「iPhone 8 Plus」、カメラは暗所性能などが着実に進化(日経トレンディネット)



 アップルの新型iPhoneが出そろった。iPhoneで写真を満喫したい人は、カメラの性能が向上した最上位モデル「iPhone X」が気になっていることだろう。だが、使い慣れた操作性を継承している点や、高すぎない販売価格で入手できる大画面モデル「iPhone 8 Plus」も無視できない存在といえる。

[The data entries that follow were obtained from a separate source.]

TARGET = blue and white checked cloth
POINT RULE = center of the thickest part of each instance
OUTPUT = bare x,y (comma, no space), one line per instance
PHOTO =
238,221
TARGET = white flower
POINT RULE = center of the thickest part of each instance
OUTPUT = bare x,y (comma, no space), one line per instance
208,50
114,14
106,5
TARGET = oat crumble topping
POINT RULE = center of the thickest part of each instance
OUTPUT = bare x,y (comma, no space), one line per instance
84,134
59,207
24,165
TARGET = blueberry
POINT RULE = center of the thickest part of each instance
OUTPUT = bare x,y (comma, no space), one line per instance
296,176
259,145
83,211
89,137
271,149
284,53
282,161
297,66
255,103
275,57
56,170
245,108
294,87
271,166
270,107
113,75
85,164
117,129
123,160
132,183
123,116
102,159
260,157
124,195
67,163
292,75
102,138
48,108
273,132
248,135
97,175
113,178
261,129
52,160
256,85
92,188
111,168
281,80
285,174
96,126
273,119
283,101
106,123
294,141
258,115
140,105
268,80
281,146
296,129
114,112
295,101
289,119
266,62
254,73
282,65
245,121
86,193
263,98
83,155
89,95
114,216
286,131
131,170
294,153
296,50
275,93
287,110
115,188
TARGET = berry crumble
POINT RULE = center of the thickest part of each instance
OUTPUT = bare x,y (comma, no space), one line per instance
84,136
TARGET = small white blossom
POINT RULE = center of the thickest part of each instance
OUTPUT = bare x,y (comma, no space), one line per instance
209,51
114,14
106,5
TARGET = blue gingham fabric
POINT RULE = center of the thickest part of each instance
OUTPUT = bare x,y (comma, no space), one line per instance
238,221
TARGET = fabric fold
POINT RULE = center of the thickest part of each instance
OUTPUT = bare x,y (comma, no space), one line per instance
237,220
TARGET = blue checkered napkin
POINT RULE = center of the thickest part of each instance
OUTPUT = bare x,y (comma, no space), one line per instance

【関連画像】夜間撮影でもiPhoneは頼もしく活躍する。暗い場所でもISO感度をあまり上げずに手ぶれ補正機構に頼る伝統のチューニングは変わらないが、暗所性能が向上したようでシャドー部のノイズが減っている。従来モデルはもっとノイジーな描写になり、空部分などはザラザラとした写りになっていた(ISO100、1/5秒、F1.8)

 そこで、デュアルカメラを搭載して写真撮影を重視した両機種の実力を改めてチェックしていきたい。今回はiPhone 8 Plusを使って実際にいろいろと撮り歩き、画質や感想をまとめたいと思う。

●撮像素子とCPUの世代交代で基本的な画質が向上

 スタンダードなスタイルを継承するiPhoneは、例年通り4.7インチ液晶の「iPhone 8」と5.5インチ液晶の「iPhone 8 Plus」の2モデルが登場した。パネルサイズ以外の大きな違いは、背面カメラにある。iPhone 8は、35mm判換算で29mm相当/F1.8の広角レンズを搭載するのに対し、iPhone 8 Plusは29mm相当/F1.8の広角レンズと57mm相当/F2.8の望遠レンズのデュアルカメラとなる。ワンタップで2つの焦点を切り替えたり、ピンチインやピンチアウト、スライダーでシームレスにデジタルズームできるのはこれまでと同じである。

 従来のiPhone 7/7 Plusと比べ、写りは確実によくなっていると感じた。撮像素子とCPUがアップデートされたことで、画質が明らかに向上しているのだ。色味は、記憶色寄りの鮮やかなものになったうえ、暖かみのある色合いに変更された。といっても、多くのAndroidスマホのようにギラギラとした派手な発色ではなく、あくまでも自然な風合いなのが好印象だ。

 暗所性能もよくなっている。ノイズ感が減少して見た目に近い描写になっており、低照度下でも安心してシャッターを切れるだろう。デュアルカメラは広角レンズ、望遠レンズともクリアでヌケ感がよく、シャープさが増した印象を受ける。デジタルズームを用いた撮影も、従来よりクッキリとした写りになったと感じられ、中間の5倍ズーム程度の画角ならば十分使える画質になっている。